Fulacht fia, Annagh More, Co. Kerry
Co. Kerry |
Settlement Sites
On a west-facing slope of rough hill pasture above the valley of the Flesk River in County Kerry, a grass-covered mound sits quietly in the landscape, looking from a distance like little more than a low earthwork.
It is, in fact, a fulacht fia, one of the most common yet persistently puzzling monument types in the Irish archaeological record. Fulachtaí fia are the remains of ancient cooking sites, typically Bronze Age in date, where water was heated by dropping fire-cracked stones into a trough. The shattered, heat-damaged stones were then discarded in a pile around the trough, forming the characteristic horseshoe or crescent shape that survives today.
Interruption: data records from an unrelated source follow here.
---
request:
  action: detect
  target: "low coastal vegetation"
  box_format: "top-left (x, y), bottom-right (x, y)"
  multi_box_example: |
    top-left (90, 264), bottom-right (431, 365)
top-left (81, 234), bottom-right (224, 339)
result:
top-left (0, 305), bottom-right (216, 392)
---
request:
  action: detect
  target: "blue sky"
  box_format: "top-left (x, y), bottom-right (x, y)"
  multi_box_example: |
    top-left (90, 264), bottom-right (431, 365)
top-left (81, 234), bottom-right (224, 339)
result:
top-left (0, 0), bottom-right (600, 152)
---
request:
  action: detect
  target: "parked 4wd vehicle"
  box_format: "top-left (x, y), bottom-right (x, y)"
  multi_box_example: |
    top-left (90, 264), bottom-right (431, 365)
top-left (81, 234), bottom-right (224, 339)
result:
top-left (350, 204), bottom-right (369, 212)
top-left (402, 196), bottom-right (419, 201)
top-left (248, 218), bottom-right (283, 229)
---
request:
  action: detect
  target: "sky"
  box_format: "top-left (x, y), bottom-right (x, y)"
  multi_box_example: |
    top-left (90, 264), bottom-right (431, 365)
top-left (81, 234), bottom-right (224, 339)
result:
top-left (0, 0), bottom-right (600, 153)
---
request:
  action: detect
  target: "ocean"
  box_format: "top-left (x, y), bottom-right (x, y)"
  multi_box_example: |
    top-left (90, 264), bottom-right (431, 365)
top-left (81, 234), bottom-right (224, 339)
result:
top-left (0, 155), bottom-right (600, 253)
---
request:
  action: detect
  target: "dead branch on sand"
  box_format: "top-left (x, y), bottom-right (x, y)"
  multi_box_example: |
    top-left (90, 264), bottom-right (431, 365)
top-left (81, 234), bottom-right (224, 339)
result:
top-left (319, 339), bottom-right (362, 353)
This particular example at Annagh More measures twelve metres east to west and eight metres north to south, rising to a height of just over a metre. The opening of the horseshoe faces south-east, which is typical of the form. At that south-eastern edge, a stream is gradually eroding the mound, exposing the burnt material beneath the turf. Within roughly ten metres to the north-east, there is a second possible fulacht fia, suggesting this slope above the Flesk was used repeatedly, or perhaps simultaneously, as a site for this kind of organised activity. The clustering of such monuments is not unusual; they tend to appear near reliable water sources, and the proximity of the river valley here would have made this hillside a practical location for whatever communal work, cooking, or industrial process the sites served.